Audio-2-Text is a serverless speech-to-text transcription pipeline built on Google Cloud Platform. The main element included in this pipeline is the Google Cloud Function code that is triggered by a Google Cloud Storage object change notification trigger.
The pipeline is built on three components:
- Google Cloud Storage
- Google Cloud Functions
- Google Cloud Speech API
This pipeline also takes advantage of two more GCP services in order to automate the build process and abstract configuration variables by setting them in environment variables:
- Google Cloud Container Builder
- Google Cloud Runtime Configurator
For a first time build you would need to create a new runtime-config resource which is referenced below as ${CONFIG_NAME}.
gcloud beta runtime-config configs create ${CONFIG_NAME} --description ${DESCRIPTION}
Once created you will need to set up a Container Builder trigger using the build/cloudbuild.yaml
declaration file.
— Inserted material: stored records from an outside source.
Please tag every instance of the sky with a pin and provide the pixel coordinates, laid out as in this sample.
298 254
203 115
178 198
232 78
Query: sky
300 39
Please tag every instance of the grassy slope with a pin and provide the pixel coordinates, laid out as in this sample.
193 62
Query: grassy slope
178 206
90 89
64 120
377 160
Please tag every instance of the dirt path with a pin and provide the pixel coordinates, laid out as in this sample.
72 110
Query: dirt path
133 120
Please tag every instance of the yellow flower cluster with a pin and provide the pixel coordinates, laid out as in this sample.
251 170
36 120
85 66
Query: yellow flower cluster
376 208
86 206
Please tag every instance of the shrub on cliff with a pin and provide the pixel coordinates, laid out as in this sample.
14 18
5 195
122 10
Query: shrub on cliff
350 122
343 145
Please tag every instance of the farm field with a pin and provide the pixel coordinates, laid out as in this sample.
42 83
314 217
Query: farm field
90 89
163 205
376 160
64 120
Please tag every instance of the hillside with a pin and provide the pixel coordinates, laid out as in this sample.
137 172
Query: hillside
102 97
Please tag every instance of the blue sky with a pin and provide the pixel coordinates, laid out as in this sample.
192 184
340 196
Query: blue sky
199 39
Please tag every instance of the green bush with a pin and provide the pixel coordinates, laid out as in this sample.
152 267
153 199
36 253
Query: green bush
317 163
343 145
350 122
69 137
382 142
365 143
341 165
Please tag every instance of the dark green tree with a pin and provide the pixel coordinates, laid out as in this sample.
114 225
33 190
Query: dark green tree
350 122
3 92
This file consists of a multi-step build process.
- Set the environment variable
AUDIO_BUCKET
to the name of the GCS bucket where audio files will be uploaded. - Set the environment variable
TEXT_BUCKET
to the name of the GCS bucket where the Cloud Function will upload text files. - Deploy the Cloud Function
These are the substitutions that you must set in your build trigger
_AUDIO_BUCKET
: The bucket where audio files will be uploaded_TEXT_BUCKET
: The bucket where the Cloud Function will upload text files_CONFIG_NAME
: The name of the runtime-config resource created above_FUNC_NAME
: The name of the Cloud Function_STAGE_BUCKET
: The staging bucket for the Cloud Function
N.B. The Cloud Function's service account needs object creator permissions on _TEXT_BUCKET
.
The workflow is as follows:
- Upload an audio file you want transcribed to the monitored Cloud Storage bucket
- The upload of an object triggers an object change notification, which triggers a Cloud Function
- The Cloud Function reads the uploaded file and makes an API call to the Cloud Speech API, referencing the audio file in the Cloud Storage bucket
- Once finished processing, the Cloud Speech API returns a text file to the Cloud Function
- The Cloud Function writes the text file to another bucket that isn't being monitored
Currently, the Cloud Function is hard-coded to only accept audio files with the following specifications:
- Format: FLAC
- Frequency: 44,100 Hz
- Channels: Mono (this is a Cloud Speech API requirement)
- Language: English (US)
Once that's done, all you need to do is upload an audio file to the monitored bucket, and follow the logs in your GCP console to see the status of the transcription. Once the Cloud Speech API service completes transcribing the file you should find a file in the text bucket with the same name as your original audio file, with a 'txt' extension instead.
Enjoy!